Slower than molasses in winter. That’s what I’ve spent the last two months thinking.
What’s moving so slow? The job search process. Or rather, the hiring process.
On Monday when I posted, I believed that I would have news to tell you about a new job. I don’t. So here’s the news about my job search and the way I keep getting—no news.
I applied for a job in early January. I can’t give any details about the job yet. But I can say that I believe I would enjoy the work. Compared to my current job, I would work fewer hours but make significantly more in salary.
That sounds too good to be true. But it is a legit job. It would be a way to be a public servant again, something I’ve missed.
It has been a laborious process. I interviewed. Then I interviewed again. Then I met with two more people as a courtesy.
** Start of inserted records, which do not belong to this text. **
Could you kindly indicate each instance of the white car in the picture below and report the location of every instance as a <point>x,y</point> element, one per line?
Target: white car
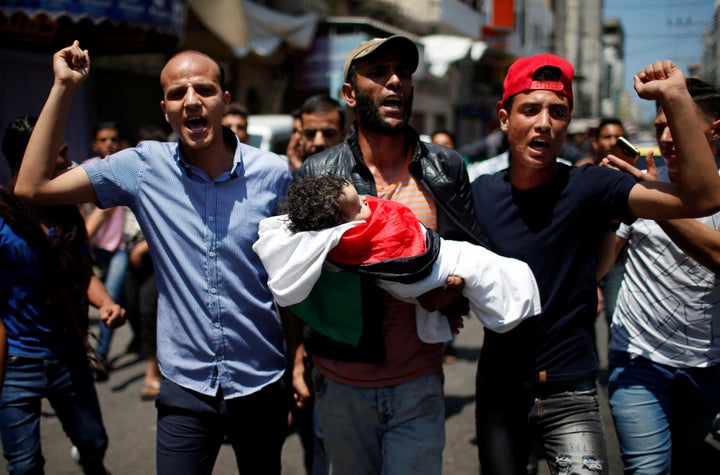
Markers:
<point>270,131</point>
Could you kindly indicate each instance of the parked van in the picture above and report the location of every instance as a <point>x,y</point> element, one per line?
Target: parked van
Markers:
<point>270,131</point>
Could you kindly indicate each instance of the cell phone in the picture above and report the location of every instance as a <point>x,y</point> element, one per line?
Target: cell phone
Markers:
<point>625,150</point>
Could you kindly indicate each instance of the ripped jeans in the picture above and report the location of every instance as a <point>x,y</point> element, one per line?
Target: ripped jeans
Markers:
<point>511,416</point>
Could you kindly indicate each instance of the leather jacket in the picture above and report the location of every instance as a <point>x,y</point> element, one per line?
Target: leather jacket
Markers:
<point>442,172</point>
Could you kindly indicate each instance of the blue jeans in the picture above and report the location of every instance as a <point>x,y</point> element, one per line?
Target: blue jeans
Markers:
<point>191,428</point>
<point>113,266</point>
<point>512,415</point>
<point>662,415</point>
<point>68,385</point>
<point>389,430</point>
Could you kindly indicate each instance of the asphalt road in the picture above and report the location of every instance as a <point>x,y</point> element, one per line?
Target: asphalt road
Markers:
<point>130,422</point>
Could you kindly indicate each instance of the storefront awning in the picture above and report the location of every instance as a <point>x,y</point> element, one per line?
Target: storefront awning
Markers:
<point>163,15</point>
<point>103,26</point>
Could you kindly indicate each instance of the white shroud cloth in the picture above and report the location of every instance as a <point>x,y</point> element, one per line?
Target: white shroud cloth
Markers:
<point>502,291</point>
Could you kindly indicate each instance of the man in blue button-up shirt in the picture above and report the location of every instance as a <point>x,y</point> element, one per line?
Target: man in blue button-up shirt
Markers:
<point>199,202</point>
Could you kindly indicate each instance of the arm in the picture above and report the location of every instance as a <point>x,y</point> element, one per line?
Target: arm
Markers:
<point>111,314</point>
<point>697,190</point>
<point>36,181</point>
<point>96,219</point>
<point>610,247</point>
<point>138,254</point>
<point>697,240</point>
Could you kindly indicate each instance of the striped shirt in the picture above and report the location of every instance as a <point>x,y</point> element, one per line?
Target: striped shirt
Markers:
<point>407,357</point>
<point>216,320</point>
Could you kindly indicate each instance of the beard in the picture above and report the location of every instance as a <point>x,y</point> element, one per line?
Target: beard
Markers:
<point>369,117</point>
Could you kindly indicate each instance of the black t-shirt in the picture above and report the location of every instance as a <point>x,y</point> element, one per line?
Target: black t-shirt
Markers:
<point>556,229</point>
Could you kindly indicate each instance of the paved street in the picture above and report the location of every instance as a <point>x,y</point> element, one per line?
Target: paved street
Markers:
<point>131,422</point>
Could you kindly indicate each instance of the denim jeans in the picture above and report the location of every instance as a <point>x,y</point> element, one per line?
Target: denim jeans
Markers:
<point>388,430</point>
<point>662,415</point>
<point>113,266</point>
<point>68,385</point>
<point>191,428</point>
<point>512,415</point>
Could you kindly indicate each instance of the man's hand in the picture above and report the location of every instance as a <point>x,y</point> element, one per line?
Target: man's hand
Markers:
<point>301,377</point>
<point>650,173</point>
<point>438,299</point>
<point>71,65</point>
<point>112,315</point>
<point>659,78</point>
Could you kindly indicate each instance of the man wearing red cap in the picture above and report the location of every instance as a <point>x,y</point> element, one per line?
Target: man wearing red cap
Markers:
<point>539,379</point>
<point>380,397</point>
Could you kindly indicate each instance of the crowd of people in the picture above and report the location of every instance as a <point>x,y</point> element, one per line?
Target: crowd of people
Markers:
<point>558,233</point>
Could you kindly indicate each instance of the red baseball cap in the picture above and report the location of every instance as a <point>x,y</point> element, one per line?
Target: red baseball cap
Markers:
<point>519,77</point>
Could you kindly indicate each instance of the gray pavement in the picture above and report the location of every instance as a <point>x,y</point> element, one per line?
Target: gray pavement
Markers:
<point>130,422</point>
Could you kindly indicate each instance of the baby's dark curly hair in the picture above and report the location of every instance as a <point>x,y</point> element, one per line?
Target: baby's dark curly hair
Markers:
<point>313,203</point>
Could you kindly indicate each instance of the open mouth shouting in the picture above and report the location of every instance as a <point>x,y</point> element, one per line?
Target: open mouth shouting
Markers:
<point>539,145</point>
<point>196,125</point>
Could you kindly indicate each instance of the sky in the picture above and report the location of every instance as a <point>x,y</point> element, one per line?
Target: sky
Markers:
<point>660,29</point>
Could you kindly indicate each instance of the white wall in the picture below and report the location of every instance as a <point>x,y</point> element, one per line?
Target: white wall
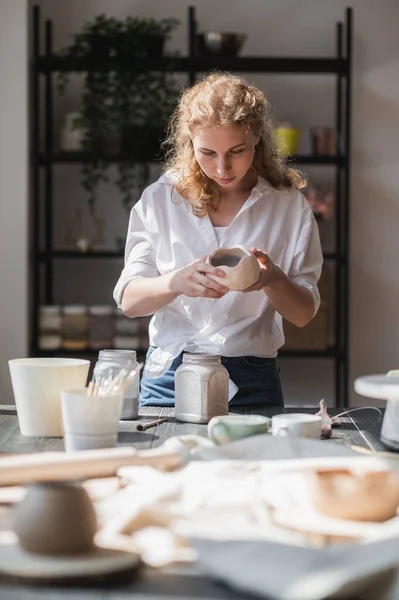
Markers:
<point>285,27</point>
<point>13,187</point>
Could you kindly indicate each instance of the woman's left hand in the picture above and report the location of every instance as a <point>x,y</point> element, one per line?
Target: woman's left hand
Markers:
<point>267,271</point>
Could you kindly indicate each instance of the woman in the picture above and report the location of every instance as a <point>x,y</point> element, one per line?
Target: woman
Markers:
<point>225,184</point>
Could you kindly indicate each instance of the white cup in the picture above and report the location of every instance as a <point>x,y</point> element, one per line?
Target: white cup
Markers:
<point>90,422</point>
<point>37,383</point>
<point>297,424</point>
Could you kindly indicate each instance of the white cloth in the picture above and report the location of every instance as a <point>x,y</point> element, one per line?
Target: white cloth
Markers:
<point>217,514</point>
<point>165,235</point>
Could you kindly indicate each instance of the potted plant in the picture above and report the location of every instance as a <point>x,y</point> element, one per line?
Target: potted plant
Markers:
<point>122,94</point>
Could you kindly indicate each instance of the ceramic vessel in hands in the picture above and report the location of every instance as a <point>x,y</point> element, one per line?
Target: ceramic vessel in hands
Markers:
<point>239,264</point>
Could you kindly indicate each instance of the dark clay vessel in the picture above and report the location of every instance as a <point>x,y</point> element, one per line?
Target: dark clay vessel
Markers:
<point>56,518</point>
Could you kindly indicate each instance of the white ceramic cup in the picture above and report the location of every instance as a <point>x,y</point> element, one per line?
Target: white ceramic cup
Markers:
<point>297,424</point>
<point>37,383</point>
<point>90,422</point>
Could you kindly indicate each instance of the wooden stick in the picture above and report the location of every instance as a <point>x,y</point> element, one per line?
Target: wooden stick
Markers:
<point>20,469</point>
<point>146,426</point>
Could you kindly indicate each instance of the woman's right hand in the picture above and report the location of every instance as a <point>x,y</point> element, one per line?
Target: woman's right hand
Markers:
<point>192,280</point>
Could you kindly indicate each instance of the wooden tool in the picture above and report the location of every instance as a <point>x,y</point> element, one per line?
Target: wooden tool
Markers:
<point>56,466</point>
<point>145,426</point>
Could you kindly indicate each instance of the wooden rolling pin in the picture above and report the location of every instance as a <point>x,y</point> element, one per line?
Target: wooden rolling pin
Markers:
<point>20,469</point>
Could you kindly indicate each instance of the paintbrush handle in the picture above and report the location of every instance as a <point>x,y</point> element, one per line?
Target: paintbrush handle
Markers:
<point>145,426</point>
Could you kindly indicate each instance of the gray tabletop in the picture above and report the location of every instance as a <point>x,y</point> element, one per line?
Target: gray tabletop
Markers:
<point>360,428</point>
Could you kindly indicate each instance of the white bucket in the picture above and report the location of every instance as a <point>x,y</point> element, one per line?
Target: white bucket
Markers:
<point>37,383</point>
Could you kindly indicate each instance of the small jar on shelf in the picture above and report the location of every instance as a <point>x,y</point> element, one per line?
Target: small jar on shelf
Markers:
<point>101,326</point>
<point>49,327</point>
<point>125,326</point>
<point>75,327</point>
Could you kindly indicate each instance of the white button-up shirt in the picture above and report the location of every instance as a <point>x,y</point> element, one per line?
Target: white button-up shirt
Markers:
<point>165,235</point>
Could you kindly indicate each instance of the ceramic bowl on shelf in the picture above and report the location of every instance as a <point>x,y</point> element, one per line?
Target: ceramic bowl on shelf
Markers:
<point>240,265</point>
<point>220,43</point>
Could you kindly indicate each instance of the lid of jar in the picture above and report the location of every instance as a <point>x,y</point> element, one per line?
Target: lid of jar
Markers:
<point>115,353</point>
<point>192,357</point>
<point>50,309</point>
<point>75,309</point>
<point>101,309</point>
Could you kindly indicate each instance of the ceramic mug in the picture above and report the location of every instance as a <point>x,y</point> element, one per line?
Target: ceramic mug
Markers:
<point>36,384</point>
<point>240,266</point>
<point>228,428</point>
<point>297,424</point>
<point>90,422</point>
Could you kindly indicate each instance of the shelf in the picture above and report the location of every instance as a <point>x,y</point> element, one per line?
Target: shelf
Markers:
<point>43,256</point>
<point>89,353</point>
<point>327,353</point>
<point>248,64</point>
<point>64,157</point>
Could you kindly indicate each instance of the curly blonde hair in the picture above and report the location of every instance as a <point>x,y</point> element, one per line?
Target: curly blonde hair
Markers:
<point>222,99</point>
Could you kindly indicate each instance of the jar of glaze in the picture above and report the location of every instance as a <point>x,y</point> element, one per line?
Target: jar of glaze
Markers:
<point>109,363</point>
<point>201,388</point>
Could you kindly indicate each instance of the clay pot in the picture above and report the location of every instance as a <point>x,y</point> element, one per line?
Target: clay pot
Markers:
<point>343,494</point>
<point>57,519</point>
<point>240,265</point>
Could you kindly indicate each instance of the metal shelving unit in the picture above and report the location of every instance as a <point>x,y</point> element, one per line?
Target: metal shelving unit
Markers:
<point>44,158</point>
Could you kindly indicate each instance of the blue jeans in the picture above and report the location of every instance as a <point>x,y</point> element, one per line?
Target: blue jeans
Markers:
<point>257,379</point>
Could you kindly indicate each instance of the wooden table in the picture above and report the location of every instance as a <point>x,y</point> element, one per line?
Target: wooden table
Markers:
<point>361,428</point>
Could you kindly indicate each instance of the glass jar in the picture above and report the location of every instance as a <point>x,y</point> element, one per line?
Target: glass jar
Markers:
<point>201,388</point>
<point>109,363</point>
<point>75,325</point>
<point>101,326</point>
<point>49,327</point>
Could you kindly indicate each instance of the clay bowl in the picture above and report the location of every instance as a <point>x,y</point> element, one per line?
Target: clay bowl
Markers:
<point>368,496</point>
<point>241,267</point>
<point>56,519</point>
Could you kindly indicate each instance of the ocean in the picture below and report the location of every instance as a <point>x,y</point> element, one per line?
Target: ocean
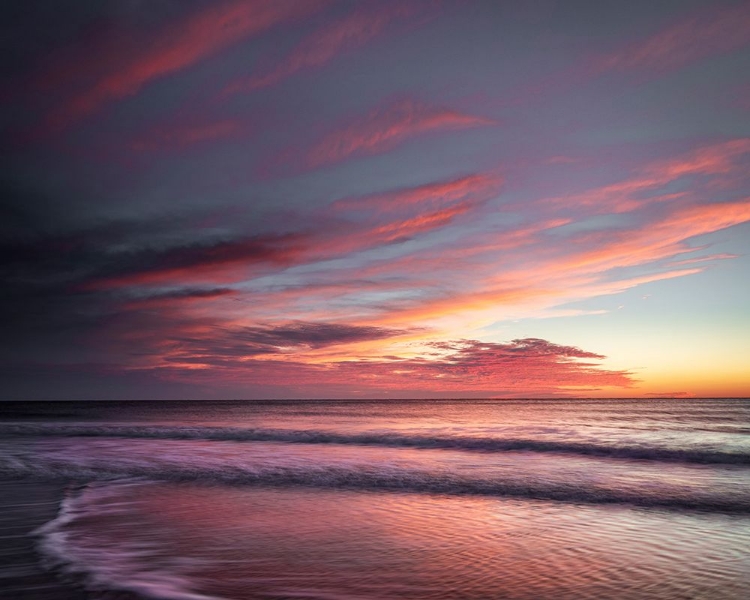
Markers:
<point>339,500</point>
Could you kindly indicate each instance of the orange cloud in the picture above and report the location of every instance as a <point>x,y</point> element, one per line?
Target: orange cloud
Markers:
<point>646,186</point>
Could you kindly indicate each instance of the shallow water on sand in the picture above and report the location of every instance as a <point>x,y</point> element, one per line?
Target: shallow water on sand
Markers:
<point>374,500</point>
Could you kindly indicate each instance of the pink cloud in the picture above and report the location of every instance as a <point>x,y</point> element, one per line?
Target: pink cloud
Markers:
<point>462,367</point>
<point>646,186</point>
<point>357,28</point>
<point>476,186</point>
<point>182,136</point>
<point>384,129</point>
<point>691,39</point>
<point>115,73</point>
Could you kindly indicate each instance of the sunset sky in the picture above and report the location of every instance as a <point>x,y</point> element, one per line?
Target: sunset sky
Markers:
<point>346,199</point>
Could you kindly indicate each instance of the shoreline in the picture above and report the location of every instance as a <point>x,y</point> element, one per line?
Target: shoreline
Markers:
<point>26,505</point>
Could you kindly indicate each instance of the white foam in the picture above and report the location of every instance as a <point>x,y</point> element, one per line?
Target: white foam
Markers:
<point>118,564</point>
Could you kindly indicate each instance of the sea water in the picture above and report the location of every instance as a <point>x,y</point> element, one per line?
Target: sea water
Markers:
<point>516,499</point>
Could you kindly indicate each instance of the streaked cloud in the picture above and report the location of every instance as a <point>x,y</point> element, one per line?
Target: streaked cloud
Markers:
<point>385,128</point>
<point>122,72</point>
Then I waited while an unexpected crisis hit the employer. I was praised for the patience I had shown.
Then, finally, with only one more step—a step that was more courteous in nature for another group than anything else—I was told that I would receive a formal offer Wednesday.
The courteous step turned into a quagmire. Now I’ve got two more weeks to wait.
Why am I willing to go through all this? Believe me, I’ve asked myself that question. I’ve been very frustrated. I’ve made plans, then had to undo plans. As most hiring processes go, it’s ridiculous.
But I am excited about the job. I want a new challenge. I can use more of my skills. I know the people I would be working for and with. I believe it would be a good fit.
I enjoy my job now. But one side effect of writing news articles for a living is that it’s harder for me to have the right kind of energy for doing the writing I love.
And I’ve been told—and I believe—that the slower-than-molasses-in-winter process isn’t about me. It’s about things out of my control.
And there lies my frustration. I can’t do anything about the process. I can’t hurry it up.
Situations like this raise my anxiety level. I’m tired. I have headaches. I’m restless. My thoughts race.
I haven’t done a good job handling the anxiety. I’ve been putting off dealing with it, telling myself that I would relax and do fun things after things are settled.
That’s not the best way to handle anxiety, and I know that. I am now trying to focus on the present. I remind myself that there will never really be a time when, in every area of my life, “things are settled” because each day brings us problems and frustrations. If I don’t practice my anxiety-reducing measures now, I will miss out on life now.
Meditation. Knitting. Pleasure reading. Lounging with Chase Bird. Laughing with Larry. Going for walks. All things I will be fitting back into my schedule.
And when this part of my life settles down, I will tell you all about the new job.
Have you ever had a strange or particularly stressful experience job hunting?